Un comité de crise en charge de stopper l’hémorragie caraïbéenne 

Si le duc de Cambridge a fait part de ses « regrets » concernant le passé esclavagiste « odieux » du Royaume-Uni, cela n’a pas suffi à apaiser les tensions dans les Caraïbes. Officiellement, tout pays dépendant directement de la Couronne et membres du Commonwealth peut décider de son destin sans que la Maison royale ne tente de s’y opposer. Mais avec la montée des velléités indépendantistes, le prince William a pris le « leadership » du comité de crise en charge d’enrayer cette vague de départs que chacun redoute au sein de la « Firme », le surnom donné aux Windsor. Selon le Daily Mail, la réunion organisée par le fils du prince de Galles aurait été très « brusque ». Il n’aurait pas mâché ses mots selon ce même quotidien. Une réunion, où chacun en aurait pris pour son grade entraînant le limogeage de ses communicants, confirmée par le Mirror. D’après ce quotidien d’information, le prince William serait « déterminé » à provoquer une « révolution de palais » afin de moderniser drastiquement la monarchie et stopper cette hémorragie qui pourrait toucher d’autres pays plus stratégiques comme le Canada et l’Australie. Des sources royales affirmant que le prince William n’a pas digéré les articles à charge qui ont été écrits par la presse lors de son voyage de charme dans les Caraïbes. A diverses reprises, il a été accusé de colonialisme notamment lorsqu’il a salué des afro-jamaïcains à travers des grilles. Un geste qui a été critiqué par tous les tabloïds britanniques.
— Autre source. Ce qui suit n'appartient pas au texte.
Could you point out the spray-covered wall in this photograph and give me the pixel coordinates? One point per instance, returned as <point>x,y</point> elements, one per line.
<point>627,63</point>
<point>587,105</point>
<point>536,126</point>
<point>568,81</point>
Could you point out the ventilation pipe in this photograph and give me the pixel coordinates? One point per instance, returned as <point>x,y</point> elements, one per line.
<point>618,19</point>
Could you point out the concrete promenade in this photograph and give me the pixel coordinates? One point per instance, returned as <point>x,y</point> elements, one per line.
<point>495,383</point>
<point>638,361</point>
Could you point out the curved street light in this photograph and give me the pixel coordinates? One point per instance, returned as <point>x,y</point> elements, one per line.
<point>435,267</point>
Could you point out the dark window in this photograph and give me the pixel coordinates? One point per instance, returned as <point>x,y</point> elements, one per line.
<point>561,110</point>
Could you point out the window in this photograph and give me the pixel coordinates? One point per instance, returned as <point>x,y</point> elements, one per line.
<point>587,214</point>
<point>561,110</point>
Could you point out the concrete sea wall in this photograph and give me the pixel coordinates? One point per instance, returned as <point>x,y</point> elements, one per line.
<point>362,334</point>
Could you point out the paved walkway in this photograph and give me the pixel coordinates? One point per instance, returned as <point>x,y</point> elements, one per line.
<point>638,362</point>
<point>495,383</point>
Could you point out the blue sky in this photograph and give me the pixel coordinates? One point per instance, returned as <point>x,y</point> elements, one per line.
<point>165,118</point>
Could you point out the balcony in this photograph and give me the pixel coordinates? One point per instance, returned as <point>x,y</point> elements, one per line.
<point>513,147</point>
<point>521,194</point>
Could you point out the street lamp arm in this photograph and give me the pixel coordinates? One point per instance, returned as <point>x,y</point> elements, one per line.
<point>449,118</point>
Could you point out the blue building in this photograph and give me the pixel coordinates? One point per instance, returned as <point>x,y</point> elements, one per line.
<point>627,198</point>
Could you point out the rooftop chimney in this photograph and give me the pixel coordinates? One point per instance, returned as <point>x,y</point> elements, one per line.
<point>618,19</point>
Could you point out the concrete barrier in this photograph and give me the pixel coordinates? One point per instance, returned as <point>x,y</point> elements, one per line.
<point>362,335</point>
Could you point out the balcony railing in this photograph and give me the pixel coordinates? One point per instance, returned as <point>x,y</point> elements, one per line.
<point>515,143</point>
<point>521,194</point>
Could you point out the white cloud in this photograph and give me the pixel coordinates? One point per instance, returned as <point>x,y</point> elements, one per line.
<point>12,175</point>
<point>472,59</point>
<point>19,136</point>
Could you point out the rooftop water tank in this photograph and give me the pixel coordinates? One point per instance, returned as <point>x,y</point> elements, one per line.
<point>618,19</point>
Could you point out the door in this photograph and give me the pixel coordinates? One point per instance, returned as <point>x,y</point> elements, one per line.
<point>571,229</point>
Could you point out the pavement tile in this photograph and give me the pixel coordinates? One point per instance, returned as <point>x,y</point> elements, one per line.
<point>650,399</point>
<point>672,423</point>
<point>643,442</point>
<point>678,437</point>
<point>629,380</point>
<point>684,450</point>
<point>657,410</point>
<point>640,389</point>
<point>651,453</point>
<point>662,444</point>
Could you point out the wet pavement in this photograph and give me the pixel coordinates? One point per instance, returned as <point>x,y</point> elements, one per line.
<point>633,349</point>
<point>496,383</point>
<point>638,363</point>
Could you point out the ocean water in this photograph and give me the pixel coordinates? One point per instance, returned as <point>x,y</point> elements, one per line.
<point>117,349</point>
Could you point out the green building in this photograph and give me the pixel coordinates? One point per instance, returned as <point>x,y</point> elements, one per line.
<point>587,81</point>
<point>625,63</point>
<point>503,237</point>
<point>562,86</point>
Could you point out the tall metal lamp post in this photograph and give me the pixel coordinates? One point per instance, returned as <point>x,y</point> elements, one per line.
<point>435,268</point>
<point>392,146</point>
L’avenir des Caraïbes semble se dessiner sans la monarchie. « La volonté de devenir une république sont en grande partie des décisions nationales » a déclaré Hilary Brown, responsable du programme de développement culturel et communautaire au Secrétariat de la Caricom (Communauté caribéenne) et qui évoque un « effet naturel boule de neige ». « Je ne serais pas du tout surpris si d’ici 2024 nous devenions une république semblable à la Barbade » a déclaré la journaliste grenadine Linda Strakera au magazine Foreign Policy venu l’interroger à ce sujet. Reste à savoir si la « Task force » mise en place par le prince William saura endiguer le tentative de fin de la royauté dans les Caraïbes ? Rien n’est moins sûr aujourd’hui y compris de l’avis même du duc de Cambridge qui a avoué….« qu’il ne serait probablement pas le prochain chef du Commonwealth » lorsqu’il montera à son tour sur le trône de Guillaume le conquérant.